The union Unite which organized the protest and has 180,000 members working in financial services, has complained of a "deafening silence" from the Conservatives over how to tackle the current economic crisis.
Unity says the Tories are cashing in on the credit crunch.
The row has been sparked by disclosures that a number of Tory donors have been involved in short-selling banks which have either had to be taken over or nationalised by the government.
Unite Joint general secretary Derek Simpson said today: "This exposes the Tories for what they really are. They are funding their party and maybe even their election campaign on the misery of thousands of British families, who could lose their homes and jobs because of the spivs and speculators.
"Thousands of staff at banks like HBOS and LloydsTSB fear for their jobs but the Tories seem more interested in taking money from the culprits of the credit crunch than helping the victims.
The GMB - Britain's General Union meanwhile demanded that the Financial Services Authority, the regulator, launch an inquiry into the Tory donors who are connected to the short selling of bank shares.
Paul Kenny, the GMB's general secretary, said: "GMB is aware that there is a major inquiry under way in the US to establish if rules were broken during the recent meltdown in the financial sector.
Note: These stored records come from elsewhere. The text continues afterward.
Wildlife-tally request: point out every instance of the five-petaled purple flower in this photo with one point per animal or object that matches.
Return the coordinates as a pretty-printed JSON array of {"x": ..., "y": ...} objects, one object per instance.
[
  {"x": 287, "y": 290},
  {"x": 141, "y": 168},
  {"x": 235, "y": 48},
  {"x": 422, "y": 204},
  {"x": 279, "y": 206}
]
GMB would like the FSA to establish what meetings these donors had with Tory politicians and what they discussed at the meetings.
"Did these meetings influence the recent Tory defence of short trading which brought down the Bank of Scotland?"
The following is from the BBC.
Bank staff protest at conference
Bank workers from across the West Midlands have protested outside the Conservative Party Conference.
The protesters, backed by the union Unite, claimed that financiers caused the economic downturn and were the same people who funded the Tory party.
Gerard Coyne, the regional secretary of Unite, said people were worried about losing their jobs.
The protesters gathered outside the ICC in Birmingham on the last day of the conference.
The protest followed Tuesday's announcement that US finance firm GE Money would close its Wolverhampton office with the loss of about 100 jobs.
Of the 2.5m workers across the Midlands, about 425,000 people work in the finance sector.
Mr Coyne said: "We're not at the end of this yet and in these circumstances it's really hard to predict the number of job losses.
"It could be in the number of tens of thousands."
He added: "The state of the market is such that any rumour about the future, particularly of a banking institution or financial institution, can absolutely run rife."